Consider the stunning parallels between the contest for the Democratic Party presidential nomination in 2008 and the same contest 40 years earlier in 1968, which ended in a party divided. Both contests feature insurgent political campaigns, and the catalyst for the insurgency in both cases is opposition to an unpopular and misconceived war: in 2008 in Iraq, in 1968 in Vietnam.
In both contests, there are senators from Midwestern states: in 2008, Barack Obama from Illinois; in 1968, Eugene McCarthy from Minnesota. Both candidates denounce the usual ways of doing business in Washington and call for a new politics.
Both campaigns draw millions of younger voters to embrace political activism. The masses of young people flocking to Obama recall the hordes of students who became "clean for Gene" and canvassed door-to-door for McCarthy in the early 1968 primaries in New Hampshire and Wisconsin.
Moreover, both draw tens of thousands of supporters to their public events. During the summer of 1968, leading up to the August Democratic convention in Chicago, McCarthy spoke to crowds of 15,000 in downtown Pittsburgh, 30,000 at Look Park in Houston, Texas, and 50,000 at Fenway Park in Boston.
There are of course, differences. While Obama is a consistently inspiring speaker, McCarthy was an uneven performer, even though his earlier speech at the 1960 Democratic convention, nominating Adlai Stevenson for president, is one of the great political orations in American history. Obama is a newcomer to Washington, having served only two years in the Senate before beginning his presidential quest, while McCarthy served in the U.S. Congress for two decades, first in the House and later the Senate, before running for president.
In 1968, after President Lyndon B. Johnson eked out a narrow win over McCarthy in New Hampshire, either McCarthy or the other anti-Vietnam War candidate, Sen. Robert F. Kennedy, won every remaining primary, except for two states, Florida and Ohio, that voted for favorite sons. Yet, when the Democrats met in Chicago in 1968 to nominate a candidate for president, after LBJ had withdrawn in March and RFK was assassinated in June, they chose Hubert H. Humphrey, Johnson's vice president. Humphrey had not entered, let alone won, a single Democratic primary contest.

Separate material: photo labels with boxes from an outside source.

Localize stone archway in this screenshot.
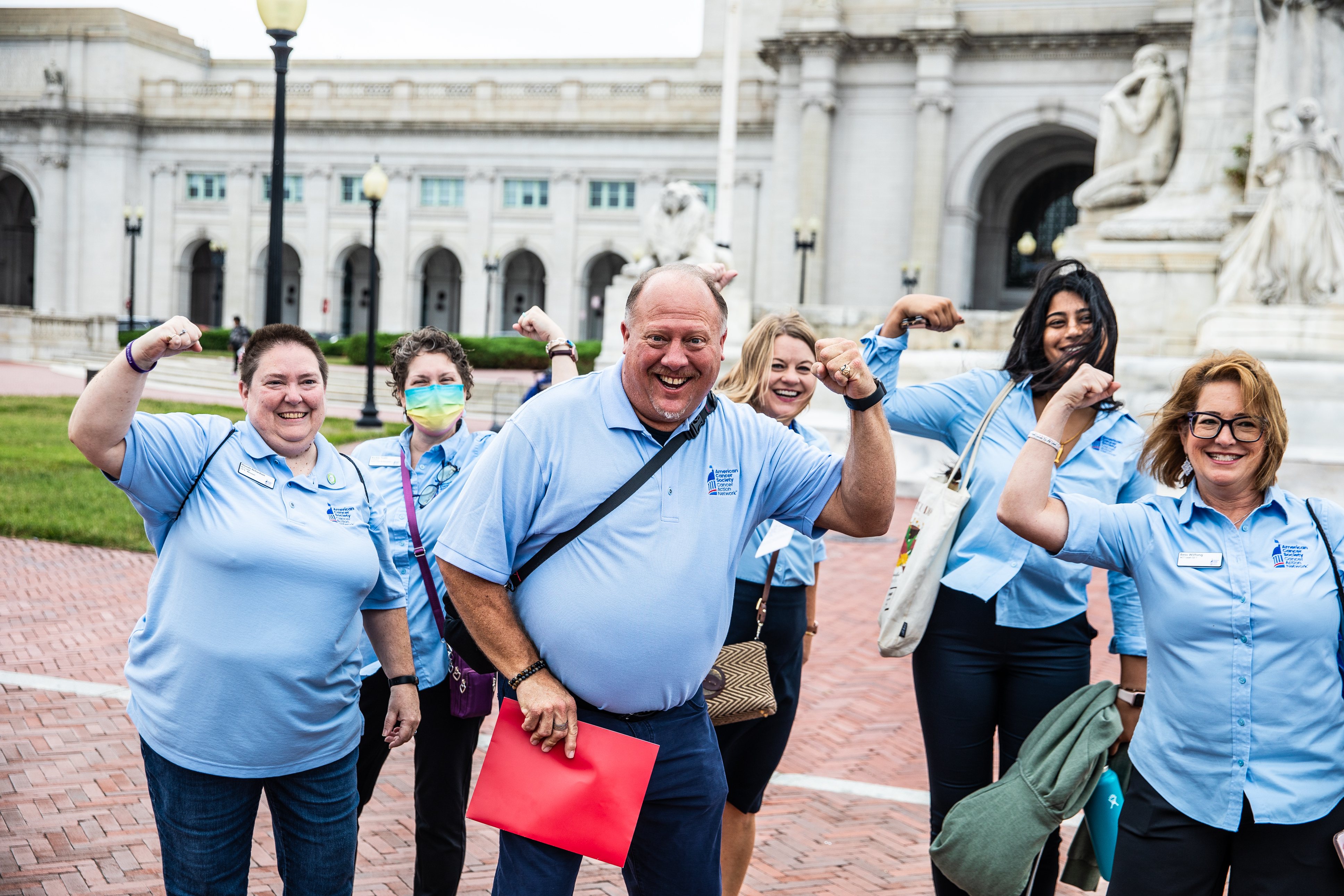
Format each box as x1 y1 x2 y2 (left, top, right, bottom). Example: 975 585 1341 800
421 247 462 333
499 249 546 332
0 170 37 308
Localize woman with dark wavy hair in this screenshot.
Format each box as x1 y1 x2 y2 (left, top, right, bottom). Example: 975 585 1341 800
863 261 1154 896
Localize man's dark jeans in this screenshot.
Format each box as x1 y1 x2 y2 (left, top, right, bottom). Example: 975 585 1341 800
140 739 359 896
493 676 729 896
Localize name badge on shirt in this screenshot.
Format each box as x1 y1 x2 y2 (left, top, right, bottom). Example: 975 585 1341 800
238 461 276 489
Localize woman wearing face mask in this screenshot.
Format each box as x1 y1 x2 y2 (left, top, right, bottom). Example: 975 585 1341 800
70 317 419 896
863 261 1156 896
353 306 578 895
714 312 831 896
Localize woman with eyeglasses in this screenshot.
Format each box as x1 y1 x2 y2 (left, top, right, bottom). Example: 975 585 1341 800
999 351 1344 896
353 306 578 896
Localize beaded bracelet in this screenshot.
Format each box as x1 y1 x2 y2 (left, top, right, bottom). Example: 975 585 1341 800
508 660 546 690
126 340 159 374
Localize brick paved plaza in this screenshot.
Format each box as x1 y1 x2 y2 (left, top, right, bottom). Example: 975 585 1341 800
0 501 1118 896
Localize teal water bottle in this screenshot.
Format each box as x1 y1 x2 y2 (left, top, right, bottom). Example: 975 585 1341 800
1083 768 1125 880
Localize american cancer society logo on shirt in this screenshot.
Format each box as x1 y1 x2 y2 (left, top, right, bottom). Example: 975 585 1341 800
707 466 738 496
1270 539 1307 570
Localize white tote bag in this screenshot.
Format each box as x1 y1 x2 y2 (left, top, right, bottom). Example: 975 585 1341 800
877 380 1016 657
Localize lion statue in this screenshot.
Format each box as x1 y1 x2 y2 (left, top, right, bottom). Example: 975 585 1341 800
621 180 731 277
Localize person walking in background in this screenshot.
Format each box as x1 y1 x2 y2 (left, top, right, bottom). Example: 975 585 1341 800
434 265 895 896
999 351 1344 896
863 261 1156 896
714 312 831 896
353 306 578 896
70 317 419 896
228 314 251 374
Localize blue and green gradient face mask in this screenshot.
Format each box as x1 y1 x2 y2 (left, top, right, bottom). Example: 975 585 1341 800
404 383 467 437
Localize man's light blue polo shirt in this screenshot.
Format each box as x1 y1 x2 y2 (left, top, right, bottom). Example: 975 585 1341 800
863 328 1157 657
351 426 495 690
738 420 831 588
1058 485 1344 833
117 414 406 778
434 364 841 713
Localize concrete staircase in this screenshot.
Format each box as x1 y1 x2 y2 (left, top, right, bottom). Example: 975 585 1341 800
47 352 531 422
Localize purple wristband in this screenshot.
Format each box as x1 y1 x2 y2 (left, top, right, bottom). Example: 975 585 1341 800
126 340 159 374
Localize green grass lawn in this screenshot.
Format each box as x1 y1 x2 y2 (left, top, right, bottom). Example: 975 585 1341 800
0 395 403 551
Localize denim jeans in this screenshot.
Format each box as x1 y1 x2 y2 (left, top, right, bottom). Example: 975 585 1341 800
140 739 359 896
492 676 729 896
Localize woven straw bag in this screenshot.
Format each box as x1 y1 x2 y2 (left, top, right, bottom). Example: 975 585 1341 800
704 551 780 726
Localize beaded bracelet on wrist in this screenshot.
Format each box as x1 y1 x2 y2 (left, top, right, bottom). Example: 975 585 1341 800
508 660 546 690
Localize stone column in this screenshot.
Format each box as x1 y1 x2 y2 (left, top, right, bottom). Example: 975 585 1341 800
302 165 330 333
378 168 421 333
32 145 68 314
226 165 254 329
906 28 965 293
461 168 504 336
145 162 177 317
548 169 579 338
797 41 844 305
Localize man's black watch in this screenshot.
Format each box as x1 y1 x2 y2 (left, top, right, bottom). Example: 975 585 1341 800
844 377 887 411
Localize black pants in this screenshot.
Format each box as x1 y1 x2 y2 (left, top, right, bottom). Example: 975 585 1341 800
914 586 1097 896
714 579 808 814
356 669 484 896
1106 768 1344 896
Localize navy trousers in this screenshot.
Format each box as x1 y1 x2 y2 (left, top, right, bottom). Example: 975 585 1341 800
140 739 359 896
913 586 1097 896
492 677 729 896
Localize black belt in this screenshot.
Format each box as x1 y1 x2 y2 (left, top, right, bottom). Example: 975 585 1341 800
574 695 667 721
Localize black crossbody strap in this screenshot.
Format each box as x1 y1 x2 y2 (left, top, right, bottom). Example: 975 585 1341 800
164 427 238 526
504 392 718 591
1305 500 1344 693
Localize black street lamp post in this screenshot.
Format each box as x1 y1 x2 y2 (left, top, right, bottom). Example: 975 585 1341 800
793 218 821 305
121 206 145 330
257 0 308 324
355 156 387 430
485 254 500 336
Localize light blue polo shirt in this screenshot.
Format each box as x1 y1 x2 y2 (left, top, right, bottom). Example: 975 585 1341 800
863 328 1157 657
436 364 841 713
1058 485 1344 833
351 426 495 690
738 420 831 588
116 414 406 778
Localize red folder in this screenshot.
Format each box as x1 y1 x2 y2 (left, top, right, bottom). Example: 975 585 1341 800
467 698 658 866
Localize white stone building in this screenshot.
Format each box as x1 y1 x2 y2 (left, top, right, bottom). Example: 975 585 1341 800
0 0 1191 337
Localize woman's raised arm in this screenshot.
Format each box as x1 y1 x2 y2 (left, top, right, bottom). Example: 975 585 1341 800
67 316 200 479
999 364 1119 553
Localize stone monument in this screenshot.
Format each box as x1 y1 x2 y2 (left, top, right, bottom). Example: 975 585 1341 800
595 180 750 369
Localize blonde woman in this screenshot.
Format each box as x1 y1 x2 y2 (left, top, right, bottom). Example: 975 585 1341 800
715 312 831 896
999 351 1344 896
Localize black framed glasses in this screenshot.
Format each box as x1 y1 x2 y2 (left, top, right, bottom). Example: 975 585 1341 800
415 461 457 510
1185 411 1265 442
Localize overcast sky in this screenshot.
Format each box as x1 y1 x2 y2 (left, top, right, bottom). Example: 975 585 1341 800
10 0 703 59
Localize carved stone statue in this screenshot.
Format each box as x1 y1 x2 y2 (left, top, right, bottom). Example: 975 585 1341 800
621 180 729 277
1074 43 1180 208
1218 98 1344 305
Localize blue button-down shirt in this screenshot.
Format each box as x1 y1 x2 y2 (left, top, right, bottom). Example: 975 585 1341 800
436 364 841 713
1059 485 1344 830
351 426 495 690
117 414 406 778
738 420 831 588
863 328 1156 647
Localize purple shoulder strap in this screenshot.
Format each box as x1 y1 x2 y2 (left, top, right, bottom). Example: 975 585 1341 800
402 450 444 638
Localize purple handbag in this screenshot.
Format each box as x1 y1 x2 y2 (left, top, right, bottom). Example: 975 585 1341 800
402 451 495 719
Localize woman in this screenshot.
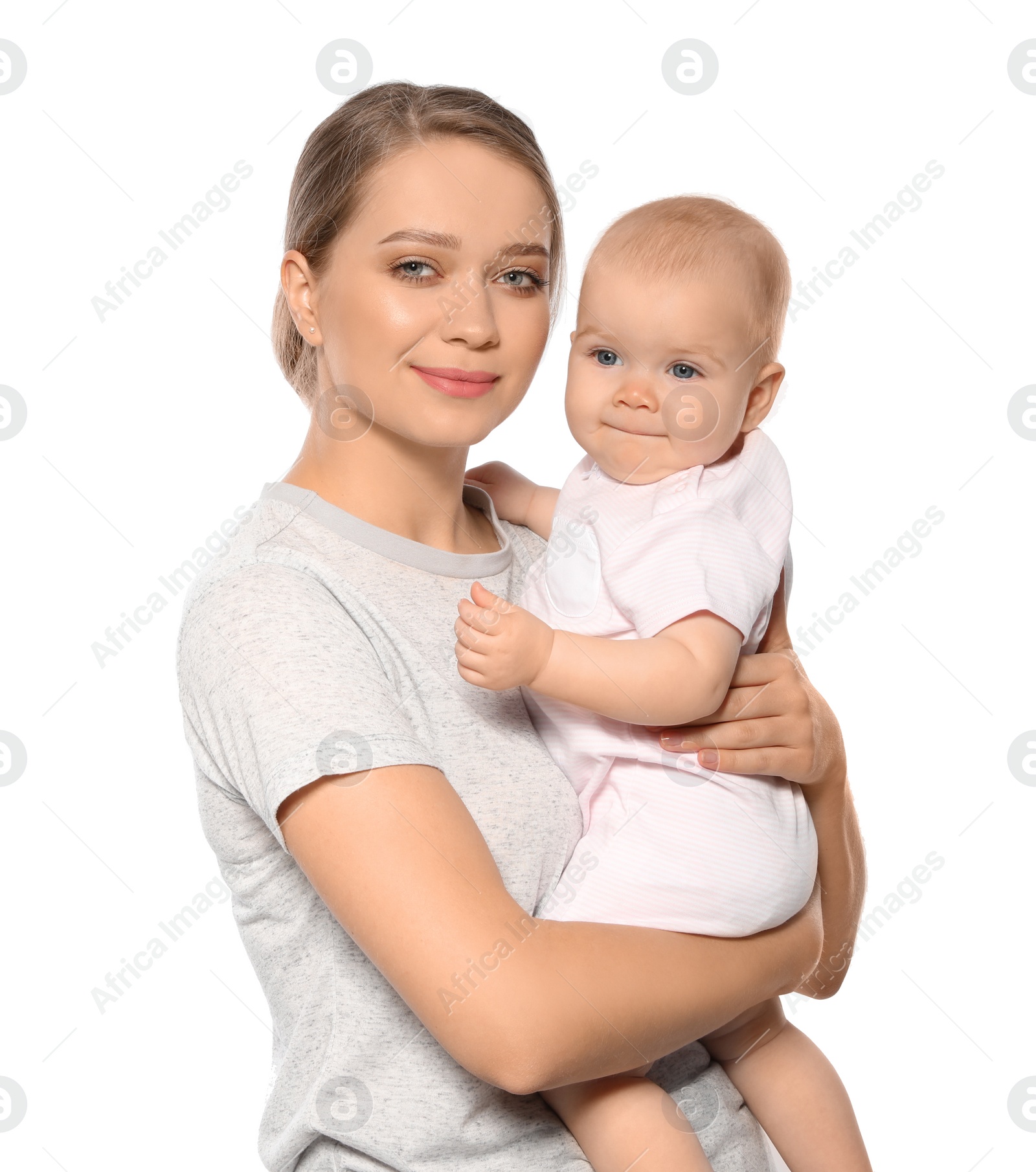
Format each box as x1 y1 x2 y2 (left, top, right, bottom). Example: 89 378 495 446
178 84 862 1172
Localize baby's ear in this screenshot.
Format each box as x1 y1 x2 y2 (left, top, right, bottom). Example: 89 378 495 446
741 362 785 431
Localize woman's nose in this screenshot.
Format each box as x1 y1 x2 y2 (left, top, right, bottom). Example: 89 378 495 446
440 271 499 347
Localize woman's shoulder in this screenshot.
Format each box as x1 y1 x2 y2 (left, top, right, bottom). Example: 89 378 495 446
173 496 351 648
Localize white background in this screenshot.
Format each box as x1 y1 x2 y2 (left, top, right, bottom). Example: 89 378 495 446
0 0 1036 1172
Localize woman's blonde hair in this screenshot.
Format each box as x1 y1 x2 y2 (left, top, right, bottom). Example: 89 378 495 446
273 81 564 405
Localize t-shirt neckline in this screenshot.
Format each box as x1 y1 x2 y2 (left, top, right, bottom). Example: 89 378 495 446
262 480 513 579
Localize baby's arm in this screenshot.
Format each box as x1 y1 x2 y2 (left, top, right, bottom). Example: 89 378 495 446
464 460 559 541
702 997 872 1172
540 1068 712 1172
453 583 741 725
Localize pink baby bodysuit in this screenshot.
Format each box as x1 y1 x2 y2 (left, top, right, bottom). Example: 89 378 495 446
521 430 817 936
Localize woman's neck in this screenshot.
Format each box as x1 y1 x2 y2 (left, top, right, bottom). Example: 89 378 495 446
278 422 499 553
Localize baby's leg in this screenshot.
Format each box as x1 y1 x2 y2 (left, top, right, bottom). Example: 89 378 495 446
540 1066 710 1172
702 997 872 1172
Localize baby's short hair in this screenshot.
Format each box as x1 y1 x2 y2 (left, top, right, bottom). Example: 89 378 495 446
587 196 791 366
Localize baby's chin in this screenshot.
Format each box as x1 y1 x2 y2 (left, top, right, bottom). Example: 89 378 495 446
576 434 700 484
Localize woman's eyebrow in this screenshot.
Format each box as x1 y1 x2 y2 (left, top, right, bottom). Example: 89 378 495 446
497 243 551 259
377 227 460 250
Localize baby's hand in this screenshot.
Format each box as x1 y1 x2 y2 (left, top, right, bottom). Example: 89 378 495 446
453 583 554 692
464 460 539 525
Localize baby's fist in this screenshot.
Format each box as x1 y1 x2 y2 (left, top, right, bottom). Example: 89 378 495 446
453 583 554 692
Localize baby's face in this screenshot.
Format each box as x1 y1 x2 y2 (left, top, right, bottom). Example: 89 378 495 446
565 262 784 484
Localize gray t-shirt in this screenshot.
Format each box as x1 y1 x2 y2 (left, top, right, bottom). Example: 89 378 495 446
177 483 768 1172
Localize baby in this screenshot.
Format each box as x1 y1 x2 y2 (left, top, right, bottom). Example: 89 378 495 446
456 197 871 1172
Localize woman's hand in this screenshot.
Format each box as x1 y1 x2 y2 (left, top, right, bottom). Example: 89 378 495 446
661 572 846 787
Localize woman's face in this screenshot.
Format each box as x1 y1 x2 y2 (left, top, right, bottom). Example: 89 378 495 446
282 139 551 447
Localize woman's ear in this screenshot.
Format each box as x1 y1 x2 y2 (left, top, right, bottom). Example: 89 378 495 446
741 362 784 431
280 249 324 346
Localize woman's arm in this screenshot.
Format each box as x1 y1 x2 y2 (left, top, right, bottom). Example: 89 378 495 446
661 574 866 997
278 765 820 1095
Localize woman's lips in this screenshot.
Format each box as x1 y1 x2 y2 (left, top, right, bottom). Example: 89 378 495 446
410 366 499 398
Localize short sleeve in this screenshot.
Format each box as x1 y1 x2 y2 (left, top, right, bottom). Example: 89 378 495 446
177 563 436 848
603 498 780 641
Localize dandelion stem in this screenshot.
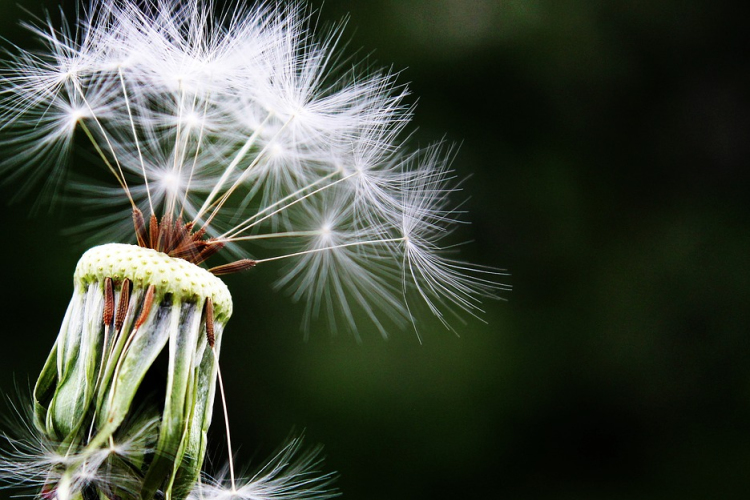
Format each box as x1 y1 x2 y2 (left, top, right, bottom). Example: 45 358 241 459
212 360 237 493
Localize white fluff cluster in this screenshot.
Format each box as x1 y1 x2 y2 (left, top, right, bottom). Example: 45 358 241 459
0 0 504 335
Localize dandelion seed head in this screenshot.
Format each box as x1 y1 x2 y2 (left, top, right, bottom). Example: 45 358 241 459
0 0 503 338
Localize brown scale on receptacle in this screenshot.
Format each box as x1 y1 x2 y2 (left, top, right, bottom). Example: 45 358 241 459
131 207 255 348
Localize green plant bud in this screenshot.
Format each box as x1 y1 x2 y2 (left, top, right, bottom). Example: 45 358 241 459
34 244 232 500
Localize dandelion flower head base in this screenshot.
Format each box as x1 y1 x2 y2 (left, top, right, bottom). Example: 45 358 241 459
20 244 232 500
0 0 505 335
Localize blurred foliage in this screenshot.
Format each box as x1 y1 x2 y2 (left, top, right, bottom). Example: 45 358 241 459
0 0 750 500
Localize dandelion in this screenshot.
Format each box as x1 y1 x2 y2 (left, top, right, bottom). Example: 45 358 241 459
0 0 504 500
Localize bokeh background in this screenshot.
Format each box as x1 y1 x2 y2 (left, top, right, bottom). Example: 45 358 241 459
0 0 750 500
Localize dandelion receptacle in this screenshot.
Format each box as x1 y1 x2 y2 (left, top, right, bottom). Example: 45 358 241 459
0 0 506 500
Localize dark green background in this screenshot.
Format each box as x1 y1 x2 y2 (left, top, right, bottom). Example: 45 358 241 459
0 0 750 500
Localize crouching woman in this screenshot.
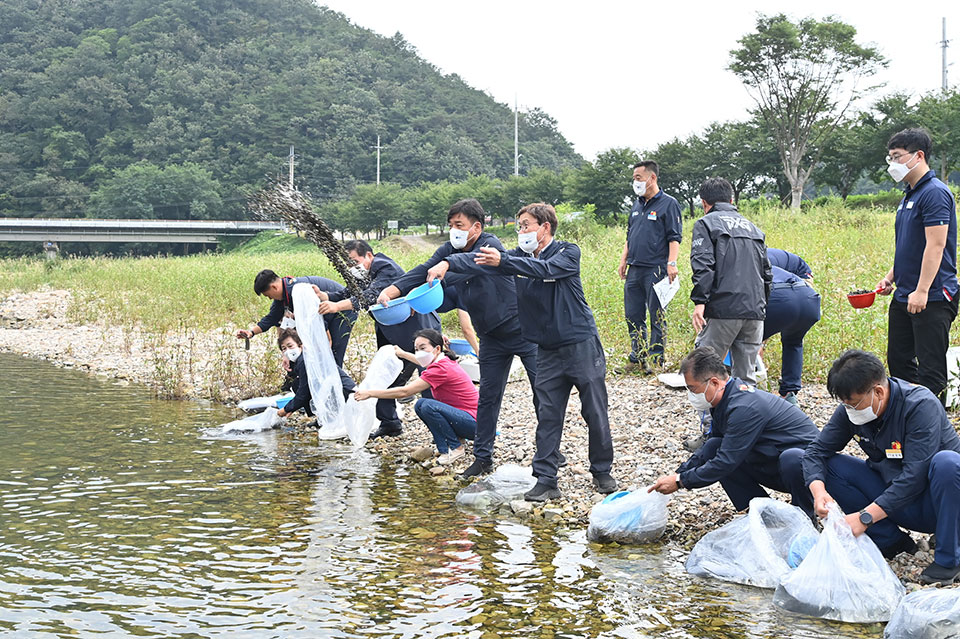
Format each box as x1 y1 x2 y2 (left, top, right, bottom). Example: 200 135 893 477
356 328 478 464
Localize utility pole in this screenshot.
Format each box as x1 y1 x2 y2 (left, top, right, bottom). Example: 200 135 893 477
290 144 293 190
513 93 520 175
370 135 383 186
940 18 950 93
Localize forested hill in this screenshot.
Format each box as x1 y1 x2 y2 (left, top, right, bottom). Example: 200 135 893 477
0 0 581 218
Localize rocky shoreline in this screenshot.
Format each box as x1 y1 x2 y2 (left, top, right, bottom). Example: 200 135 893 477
0 290 952 590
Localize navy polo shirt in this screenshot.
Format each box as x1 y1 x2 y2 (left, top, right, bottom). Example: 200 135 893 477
893 171 958 303
767 248 813 282
627 191 683 266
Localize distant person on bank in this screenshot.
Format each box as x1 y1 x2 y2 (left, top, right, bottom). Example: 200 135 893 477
237 269 357 370
690 178 773 386
320 240 440 439
649 346 819 517
791 350 960 586
355 328 479 465
763 248 820 404
617 161 683 373
380 199 539 478
877 129 958 405
446 202 617 501
277 328 356 417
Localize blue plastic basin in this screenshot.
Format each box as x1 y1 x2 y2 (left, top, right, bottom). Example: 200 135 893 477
450 337 477 357
370 297 410 326
406 280 443 313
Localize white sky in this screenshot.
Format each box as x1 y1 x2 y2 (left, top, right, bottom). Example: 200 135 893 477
318 0 960 159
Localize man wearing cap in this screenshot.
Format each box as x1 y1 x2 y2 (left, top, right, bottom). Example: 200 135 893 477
380 198 539 479
617 160 683 372
320 240 440 438
877 129 958 404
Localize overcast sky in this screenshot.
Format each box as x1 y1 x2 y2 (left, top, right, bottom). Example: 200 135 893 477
320 0 960 159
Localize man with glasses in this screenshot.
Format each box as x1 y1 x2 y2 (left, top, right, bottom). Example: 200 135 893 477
788 350 960 585
648 347 818 517
877 129 958 404
617 161 683 373
447 202 617 501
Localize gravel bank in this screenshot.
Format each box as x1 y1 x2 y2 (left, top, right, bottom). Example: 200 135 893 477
0 290 952 589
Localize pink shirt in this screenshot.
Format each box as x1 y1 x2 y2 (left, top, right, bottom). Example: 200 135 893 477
420 356 480 419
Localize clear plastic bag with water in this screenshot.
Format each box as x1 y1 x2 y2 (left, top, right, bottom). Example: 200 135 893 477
686 497 817 588
221 408 283 433
344 346 403 449
773 503 904 623
457 464 537 510
587 489 670 544
883 588 960 639
293 283 347 439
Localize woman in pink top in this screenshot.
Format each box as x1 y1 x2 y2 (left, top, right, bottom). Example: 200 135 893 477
354 328 479 464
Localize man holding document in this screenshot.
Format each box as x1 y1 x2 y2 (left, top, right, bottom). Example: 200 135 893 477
617 161 683 373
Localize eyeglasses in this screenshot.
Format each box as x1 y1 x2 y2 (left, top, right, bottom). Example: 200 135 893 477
886 151 917 164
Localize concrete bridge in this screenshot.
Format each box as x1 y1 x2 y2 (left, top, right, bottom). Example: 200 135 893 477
0 217 287 253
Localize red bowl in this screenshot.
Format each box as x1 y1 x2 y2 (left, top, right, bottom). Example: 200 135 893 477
847 291 877 308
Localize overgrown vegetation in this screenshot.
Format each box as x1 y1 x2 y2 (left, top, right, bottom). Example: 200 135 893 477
0 201 960 390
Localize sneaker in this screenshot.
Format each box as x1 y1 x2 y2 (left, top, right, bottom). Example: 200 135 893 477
457 459 493 479
523 482 560 501
437 446 466 466
880 534 920 560
370 426 403 439
683 433 707 453
593 473 617 495
920 561 960 586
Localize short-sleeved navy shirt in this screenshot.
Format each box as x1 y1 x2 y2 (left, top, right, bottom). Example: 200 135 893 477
627 191 683 266
893 171 958 302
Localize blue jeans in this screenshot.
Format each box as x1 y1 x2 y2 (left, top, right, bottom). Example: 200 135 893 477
413 399 477 455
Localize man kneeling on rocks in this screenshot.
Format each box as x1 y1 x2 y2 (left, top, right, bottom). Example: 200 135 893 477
790 350 960 585
649 346 818 517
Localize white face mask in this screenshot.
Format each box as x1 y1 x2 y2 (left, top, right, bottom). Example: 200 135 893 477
348 264 367 280
517 231 540 253
843 391 877 426
413 351 436 368
687 382 717 410
450 229 470 249
887 151 917 182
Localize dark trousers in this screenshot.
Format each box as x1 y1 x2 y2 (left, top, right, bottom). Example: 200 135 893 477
784 450 960 568
763 284 820 395
528 336 613 488
324 311 357 368
375 328 433 430
700 437 813 518
473 322 540 462
887 298 957 402
623 265 667 361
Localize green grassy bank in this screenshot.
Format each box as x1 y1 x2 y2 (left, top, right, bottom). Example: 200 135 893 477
0 204 944 388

The reason for Humphrey's convention victory was that a majority of the convention delegates were unelected, and it was these unelected delegates who determined the outcome. The result was a Democratic Party split asunder. This split between anti-Vietnam War Democrats and pro-Vietnam War Humphrey Democrats helped elect the 1968 Republican presidential candidate, Richard Nixon.
The past is not necessarily prologue. Yet 40 years later, the Democratic Party faces the possibility of another self-defeating split caused by the selection of the less-popular presidential candidate by unelected convention delegates.
In 2008, superdelegates, who are unelected, have the power to determine the Democratic presidential candidate. Obama has won more votes, more elected delegates, and more states than his principal opponent, Sen. Hillary Clinton, has. The latest national polls show Democrats preferring Obama over Clinton and Obama with a better chance of defeating the presumptive Republican nominee, Sen. John McCain.
These 2008 superdelegates, like the unelected delegates in 1968, once again could split the party and help elect a Republican. If the Democratic nominating convention rejects the will of the Democratic primary voters, the risks of electing the Republican candidate may be just as grave in 2008 as they were in 1968.